La sua carriera registica decolla verso la fine degli anni Ottanta, quando esordisce con il serial televisivo Rai “Piazza Navona”, di cui gira un episodio. Successivamente gira il delicato “Piccoli equivoci” (1989), tratto da una pièce teatrale di Claudio Bigagli. Il film, lodato dalla critica per il garbo nel descrivere la dimensione più intima della piccola borghesia, è presentato a Cannes. I film successivi di Tognazzi sono orientati verso un nuovo realismo coniugato con una profonda passione civile. È il caso del drammatico “Ultrà” (1990), escursione nelle dinamiche della violenza negli stadi affidato all’intensa recitazione di Claudio Amendola e che rimane probabilmente il film più noto del regista. “La scorta” (1993) ancora con Claudio Amendola e Enrico Lo Verso, liberamente ispirato a un fatto di cronaca, racconta la vita difficile di un magistrato e dei poliziotti che lo devono difendere, mentre “Vite strozzate” (1996) descrive efficacemente il dramma dell’usura grazie un cast che include Sabrina Ferilli a Luca Zingaretti. L’ambizioso ma sfortunato “Canone inverso” (2000) è dedicato alla sua passione musicale.

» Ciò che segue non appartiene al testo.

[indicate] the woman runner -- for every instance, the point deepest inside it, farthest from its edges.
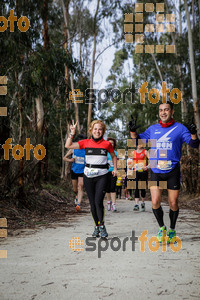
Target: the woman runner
(96, 169)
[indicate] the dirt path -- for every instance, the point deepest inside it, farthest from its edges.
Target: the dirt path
(42, 266)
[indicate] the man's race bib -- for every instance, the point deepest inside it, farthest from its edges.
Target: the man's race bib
(164, 164)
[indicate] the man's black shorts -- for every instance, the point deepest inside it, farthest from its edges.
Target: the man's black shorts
(75, 175)
(172, 178)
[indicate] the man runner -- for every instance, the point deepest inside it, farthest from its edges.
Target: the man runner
(166, 140)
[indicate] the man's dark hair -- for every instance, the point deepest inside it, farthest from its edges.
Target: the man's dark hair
(170, 103)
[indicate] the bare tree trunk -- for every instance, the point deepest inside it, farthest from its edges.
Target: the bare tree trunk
(93, 67)
(193, 72)
(66, 22)
(199, 17)
(39, 114)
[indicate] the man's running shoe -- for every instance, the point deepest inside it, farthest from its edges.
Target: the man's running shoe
(109, 205)
(114, 207)
(103, 232)
(78, 208)
(136, 207)
(142, 206)
(171, 236)
(162, 234)
(96, 231)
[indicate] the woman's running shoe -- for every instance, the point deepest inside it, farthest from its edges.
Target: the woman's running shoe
(96, 231)
(161, 236)
(114, 207)
(142, 206)
(109, 205)
(78, 208)
(103, 232)
(136, 207)
(171, 236)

Dopo il film collettivo sui fatti di Genova “Un altro mondo è possibile” (2001), nel quale il regista riconferma la sua vena impegnata, Tognazzi si dedica anche alla TV girando serie televisive di successo quali “Il Papa buono” (2003), fiction dedicata alla figura di Giovanni XXIII, interpretato da Bob Hoskins o il fantastico “L’isola dei segreti – Korè” (2009) o ancora il dramma familiare “Mia madre” (2010). Torna poi al cinema impegnato girando “Il padre e lo straniero” (2010), film interpretato da Alessandro Gassman, che tocca argomenti delicati e scottanti quali, l’handicap, l’accettazione degli stranieri o la minaccia del terrorismo.